Three examples illustrate how the private sector can be a powerful addition to countries’ health systems:
South Africa: South Africa has committed to UHC and is currently designing and implementing national health insurance. As part of that process, the government recognizes the need to partner with private sector providers to expand access and capacity within the system. Nowhere is this more true than in the field of HIV/AIDS. The public sector is significantly under-staffed when it comes to HIV/AIDS care, which results in long wait times for routine care. Moreover, many patients are lost to follow-up because the care provided in the public sector is not well matched with their needs and preferences. Stronger ties between the public and private sector could dramatically increase access to care for people living with HIV in South Africa—and ultimately help the country reach its goals of 90% treatment compliance.
Indonesia: In Indonesia, approximately 50% of tuberculosis (TB) patients receive care in private clinics or hospitals, yet until recently the national government had very limited data on these privately managed cases and no way to ensure quality of care. Following two USAID reports, supported by BCG, which analyzed the behaviors and preference of patients and providers in the private sector, the Indonesia National TB Program has begun to explore new ways to identify TB cases in the private sector and encourage high quality care at the right level of service. This is another example where capabilities provided by the private sector have proven essential in meeting health needs of the population—and better linking of public and private sectors has begun to improve overall health care delivery, and quality of care provided, to patients.
Private sector innovators of new health solutions, approaches, and products in LMIC markets: There are innumerable examples of local private sector innovators in LMIC markets developing new approaches, care delivery models, and products (digital or not) that are improving health care delivery and access across resource-constrained contexts. Consider Flare, a company in Kenya that offers an Uber for ambulances. Or Sproxil, a start-up serving West Africa that protects consumers from counterfeit medicines. Or the many digital and AI startups across Latin America, Asia, and Africa enabling consumers to access health care without visiting a facility. These private sector innovators are already driving progress towards UHC because their innovations and service models improve health access and delivery, reduce costs, and improve health system efficiency. Integrating these types of private sector innovators into the broader dialogue around UHC will help accelerate progress towards this agenda.

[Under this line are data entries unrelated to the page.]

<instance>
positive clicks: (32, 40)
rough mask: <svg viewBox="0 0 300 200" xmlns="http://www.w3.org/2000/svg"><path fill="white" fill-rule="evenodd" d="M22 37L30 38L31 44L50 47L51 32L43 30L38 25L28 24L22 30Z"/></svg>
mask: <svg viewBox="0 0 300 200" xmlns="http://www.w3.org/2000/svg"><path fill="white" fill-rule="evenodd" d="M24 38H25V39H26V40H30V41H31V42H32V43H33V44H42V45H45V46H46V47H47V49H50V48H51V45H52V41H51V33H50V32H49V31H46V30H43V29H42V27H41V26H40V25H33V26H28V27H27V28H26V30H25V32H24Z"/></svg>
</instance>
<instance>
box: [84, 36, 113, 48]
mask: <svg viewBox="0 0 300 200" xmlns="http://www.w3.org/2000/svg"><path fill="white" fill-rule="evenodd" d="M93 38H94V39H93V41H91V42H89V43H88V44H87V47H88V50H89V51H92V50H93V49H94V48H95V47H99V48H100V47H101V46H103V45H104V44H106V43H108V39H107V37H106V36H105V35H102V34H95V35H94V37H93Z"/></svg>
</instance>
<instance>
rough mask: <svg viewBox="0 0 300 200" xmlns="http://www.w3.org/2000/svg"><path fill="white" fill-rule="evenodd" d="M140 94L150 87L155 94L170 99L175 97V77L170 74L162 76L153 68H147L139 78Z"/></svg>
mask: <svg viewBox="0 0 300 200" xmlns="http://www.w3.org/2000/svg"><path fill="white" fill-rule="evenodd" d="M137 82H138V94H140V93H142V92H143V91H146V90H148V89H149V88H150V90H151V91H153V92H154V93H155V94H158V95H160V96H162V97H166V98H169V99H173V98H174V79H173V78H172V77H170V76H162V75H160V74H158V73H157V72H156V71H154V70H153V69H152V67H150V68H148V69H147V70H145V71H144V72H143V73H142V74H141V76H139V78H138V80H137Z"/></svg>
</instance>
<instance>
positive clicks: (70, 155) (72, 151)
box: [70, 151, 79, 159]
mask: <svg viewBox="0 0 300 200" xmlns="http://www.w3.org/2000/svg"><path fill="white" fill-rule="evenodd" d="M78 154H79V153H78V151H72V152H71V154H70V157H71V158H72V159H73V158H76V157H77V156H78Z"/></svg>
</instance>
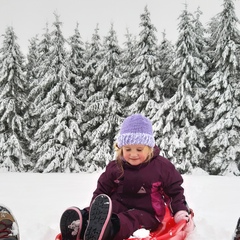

 “Strengthening Private Provider Engagement in Addressing TB In Indonesia: An Institutional Review,” USAID, Indonesia TB Program, November 2018 (BCG support on analysis and development of report).
UHC is not only a critical goal for the global health community in and of itself—but also a key enabler of other global health priorities and of broader progress in reaching the 2030 sustainable development goals. As the world continues on this journey towards UHC, I am excited to see how the public and private sectors can come together to increase equity and improve quality of care for all.